Evaluation and runtime values have to support a somewhat richer feature set than what is typical in functional languages. They must support open evaluation, that is, evaluation of programs which may contain free variables. This makes it possible to evaluate code under binders. In such code, free variables cause evaluation to get stuck. There are special values corresponding to stuck computations, which are called neutral values.

Neutral values make it possible to convert runtime values back to core syntax. This is called quoting. Quoting is used in elaboration whenever we need to serialize or store values. For example, since elaboration outputs core syntax, whenever we need to fill a hole in raw syntax, we plug the hole by converting a value to a core term by quoting.

Normalization by evaluation (NbE) means normalizing terms by first evaluating then quoting them. The kind of normal forms that we get can vary depending on the details of evaluation and quoting. In particular, it is not mandatory that NbE yields beta-normal terms.

Moreover, values support conversion checking. Type equality checking is required in pretty much any type checker. In dependently typed languages, types may include arbitrary programs, and equality checking becomes beta-eta conversion checking of values. At its simplest, this is implemented by recursively walking values. The "open" evaluation makes it possible to get inside closures during conversion checking, so we can check if two functions have beta-eta-convertible bodies.

NbE vs. naive evaluation

Elaboration with NbE can be contrasted to elaboration with "naive" evaluation. In this style, compile-time evaluation is performed by term substitution, which is far less efficient than NbE. In some implementations, naive substitution is still used because of its perceived simplicity. However, my experience is that NbE is significantly simpler to implement, and also easier to correctly implement, than capture-avoiding substitution. Furthermore, any attempt to use naive substitution in type checking necessitates additional optimizations, which add more complexity.

For example, Lean uses naive substitution in its kernel, but to recover acceptable performance it has to add extra machinery (memoization, free variable annotations on terms for skipping traversals during substitutions). This ends up being slower and more complicated than a straightforward NbE implementation.

In summary, term substitution should be avoided whenever possible in elaboration implementations. Sometimes it's necessary, but AFAIK only for more niche purposes in more feature-rich systems, and not in performance-critical tasks. Smalltt uses no substitution operation whatsoever, and we can go pretty far without one.

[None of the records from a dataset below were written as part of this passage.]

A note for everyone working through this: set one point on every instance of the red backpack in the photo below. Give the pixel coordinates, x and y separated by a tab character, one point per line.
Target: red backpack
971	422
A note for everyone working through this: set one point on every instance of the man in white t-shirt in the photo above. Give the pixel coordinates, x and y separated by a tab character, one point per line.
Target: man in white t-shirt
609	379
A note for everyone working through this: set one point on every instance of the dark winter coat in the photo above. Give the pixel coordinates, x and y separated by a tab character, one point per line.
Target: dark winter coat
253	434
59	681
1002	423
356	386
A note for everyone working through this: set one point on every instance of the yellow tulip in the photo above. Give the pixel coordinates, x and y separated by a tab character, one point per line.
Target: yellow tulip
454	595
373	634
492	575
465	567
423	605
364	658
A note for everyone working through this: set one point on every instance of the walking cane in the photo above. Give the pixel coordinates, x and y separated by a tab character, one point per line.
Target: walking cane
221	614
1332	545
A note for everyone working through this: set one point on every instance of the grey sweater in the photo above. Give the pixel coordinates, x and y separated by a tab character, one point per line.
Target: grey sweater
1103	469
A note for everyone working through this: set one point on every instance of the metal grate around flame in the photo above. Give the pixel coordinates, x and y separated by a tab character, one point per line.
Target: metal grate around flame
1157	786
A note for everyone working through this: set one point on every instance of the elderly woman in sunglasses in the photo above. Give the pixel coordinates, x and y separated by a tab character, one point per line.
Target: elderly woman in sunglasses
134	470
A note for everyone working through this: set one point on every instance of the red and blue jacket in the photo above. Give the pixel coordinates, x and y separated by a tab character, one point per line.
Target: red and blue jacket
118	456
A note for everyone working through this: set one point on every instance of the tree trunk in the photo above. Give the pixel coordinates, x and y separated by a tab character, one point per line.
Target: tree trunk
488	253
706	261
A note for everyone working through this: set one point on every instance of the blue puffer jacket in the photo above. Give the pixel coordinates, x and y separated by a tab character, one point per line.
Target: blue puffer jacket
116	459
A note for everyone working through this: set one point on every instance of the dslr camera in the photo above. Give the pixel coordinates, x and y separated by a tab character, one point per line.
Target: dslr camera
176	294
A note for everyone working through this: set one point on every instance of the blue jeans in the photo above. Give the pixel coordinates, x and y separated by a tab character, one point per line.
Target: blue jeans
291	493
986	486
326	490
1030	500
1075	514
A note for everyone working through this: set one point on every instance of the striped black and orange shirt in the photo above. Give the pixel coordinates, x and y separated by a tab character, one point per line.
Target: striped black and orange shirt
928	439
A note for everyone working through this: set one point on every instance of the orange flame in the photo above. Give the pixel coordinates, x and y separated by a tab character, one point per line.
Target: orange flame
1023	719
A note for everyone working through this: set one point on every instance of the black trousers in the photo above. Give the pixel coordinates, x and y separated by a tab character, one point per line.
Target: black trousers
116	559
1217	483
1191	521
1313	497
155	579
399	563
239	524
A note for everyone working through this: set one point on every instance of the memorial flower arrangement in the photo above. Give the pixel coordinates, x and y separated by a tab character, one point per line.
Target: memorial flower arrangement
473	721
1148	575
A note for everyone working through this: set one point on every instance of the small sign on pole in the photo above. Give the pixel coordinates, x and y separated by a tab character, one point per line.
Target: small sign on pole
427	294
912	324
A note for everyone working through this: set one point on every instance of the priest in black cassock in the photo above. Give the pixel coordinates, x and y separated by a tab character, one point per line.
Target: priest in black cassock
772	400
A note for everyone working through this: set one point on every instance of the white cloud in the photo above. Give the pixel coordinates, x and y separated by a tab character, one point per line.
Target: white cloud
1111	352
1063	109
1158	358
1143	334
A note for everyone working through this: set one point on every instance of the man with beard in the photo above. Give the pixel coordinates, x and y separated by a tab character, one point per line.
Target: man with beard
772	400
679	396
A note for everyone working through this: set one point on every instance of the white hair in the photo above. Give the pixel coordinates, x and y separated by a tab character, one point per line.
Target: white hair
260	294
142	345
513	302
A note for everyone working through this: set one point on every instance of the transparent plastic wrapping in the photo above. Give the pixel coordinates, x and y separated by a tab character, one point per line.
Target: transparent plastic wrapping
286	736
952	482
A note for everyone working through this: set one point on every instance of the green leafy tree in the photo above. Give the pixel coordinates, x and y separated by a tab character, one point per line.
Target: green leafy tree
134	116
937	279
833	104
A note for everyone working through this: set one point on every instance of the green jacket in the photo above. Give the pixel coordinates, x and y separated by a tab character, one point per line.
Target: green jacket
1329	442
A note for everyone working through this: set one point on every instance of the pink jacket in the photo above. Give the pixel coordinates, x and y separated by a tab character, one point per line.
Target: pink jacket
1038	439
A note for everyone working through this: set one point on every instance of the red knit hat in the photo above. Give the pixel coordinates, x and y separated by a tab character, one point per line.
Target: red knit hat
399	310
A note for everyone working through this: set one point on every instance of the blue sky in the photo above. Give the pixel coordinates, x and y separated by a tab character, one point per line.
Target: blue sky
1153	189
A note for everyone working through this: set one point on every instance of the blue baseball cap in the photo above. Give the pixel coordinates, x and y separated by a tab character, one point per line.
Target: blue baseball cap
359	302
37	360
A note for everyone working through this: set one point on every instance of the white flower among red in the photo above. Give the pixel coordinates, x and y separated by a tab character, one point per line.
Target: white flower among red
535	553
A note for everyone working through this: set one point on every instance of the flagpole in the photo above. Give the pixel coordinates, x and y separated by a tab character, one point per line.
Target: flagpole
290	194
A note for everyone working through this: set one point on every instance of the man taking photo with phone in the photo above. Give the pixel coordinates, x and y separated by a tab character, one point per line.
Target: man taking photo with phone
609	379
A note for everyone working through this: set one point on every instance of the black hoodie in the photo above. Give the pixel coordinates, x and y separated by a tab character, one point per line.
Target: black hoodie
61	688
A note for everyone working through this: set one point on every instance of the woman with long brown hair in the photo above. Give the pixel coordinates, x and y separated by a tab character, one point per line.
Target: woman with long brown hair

(Remark: cubical type theories are notorious for requiring substitution from the get go. It's an open research problem how to get rid of naive substitution there).

Contextual metavariables

Smalltt uses contextual metavariables. This means that every metavariable is a function which abstracts over the bound variables in its scope. Take the following surface code.

id : (A : U) → A → A
 = λ A x. x

id2 : (A : U) → A → A
 = λ A x. id _ x

When the elaborator hits the hole in id2, it fills it with a fresh metavariable which abstracts over A and x. The elaboration output is:

id : (A : U) → A → A
  = λ A x. x

?0 = λ A x. A

id2 : (A : U) → A → A
  = λ A x. id (?0 A x) x

Note that ?0 is a fresh top-level definition and the hole gets plugged with it. Smalltt's particular flavor of contextual metavariables puts metas in mutual top-level blocks in the elaboration output. Other setups are possible, including elaborating solved metas to local let-definitions, but those are significantly more complicated to implement.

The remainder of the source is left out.